As of version 4.3 Android contains App Ops - a limited built-in permission management system that is not accessible from the main UI, but can be activated by calling an intent with action android.settings.APP_OPS_SETTINGS. There is an AppOps Starter app on the play market which will start the intent. If you use Nova launcher you can create a shortcut to AppOps via Add > Shortcut > Activities > Settings > App Ops (summary). You can also build the launcher yourself from source code.

Disabling specific activities

Elixir2 can selectively disable activities and broadcast receivers, so in many cases it might be able to disable specific ad activities which can be easily recognized by their package names.

Modifying APK files

You can also try to modify the apk file itself to remove the permissions you don't want, for example using ApkTool (very tricky and won't work if the developer takes security seriously).

PDroid

One more option is PDroid - it requires patching or recompiling your ROM. Once you have a ROM built with the PDroid code you can use the pDroid app on Google Play to configure each app as you wish.

xPosed Framework

Another alternative which only requires root, but not a specialized ROM is the Xposed Framework - a library which injects itself into the Android system process and which provides an API for other apps (called Xposed modules) to do the craziest possible things. At the implementation level, it allows the modules to intercept any Android API call, modify its parameters, and attach hooks. A description is available on the XDA developers forum. Once you install the framework, there are several modules that you can install which will give you total control over the permissions of any app, including feeding fake or random data for deviceID, contacts, locations, country, etc. Have a look, for example, at modules like xPrivacy, AppSettings, or AndroidTuner - they all allow altering permissions, or asking you for confirmation on access. There are also modules for controlling broadcast receivers and startup items. I have successfully run it on several devices with very good results, but subsequently found that battery consumption raised considerably, not sure whether it was because of the framework itself, or specific modules.

Is there a way for a user (or another app) to revoke that permission

Short of uninstalling the app? No. Permission decisions are a one-time thing when the app is installed.

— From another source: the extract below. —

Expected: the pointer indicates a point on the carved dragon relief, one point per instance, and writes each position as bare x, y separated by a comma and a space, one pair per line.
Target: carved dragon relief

UPDATE: On Android 6.0+, users now have the ability to control what apps can do after installation. Technically, this is not by revoking permissions, though the user interface certainly suggests it. This works akin to the AppOps technology leaked in Android 4.3 and early patchlevels of Android 4.4. Users who block operations (e.g., accessing contacts) cause affected apps to simply see an empty ContactsContract provider, for example.

there is a custom ROM that can do that

• http://forum.xda-developers.com/showthread.php?t=1011716
• http://forum.xda-developers.com/showthread.php?t=996726

Is there a way for a user (or another app) to revoke that permission (w/o iptables of course)?

"Yes, but..."

If you are willing to root your device (which no longer requires any occult rituals ;), you can use XPrivacy (as a module for Xposed). It does not simply deny the unasked-for permissions (which might cause an app-crash), but rather can be set up to sensibly spoof permissions you do not really want, e.g. when an app tries to get your location, it claims you're on the Easter Islands. It is very flexible (including a super-paranoid "ask ME what to anytime this app want to do that" and a handy "allow/deny for xx minutes" feature). Oh, and it's free (though the pro version, totally worth its money, allows you to apply permission templates to all installed apps and to access the crowd-repository with pre-determined permissions).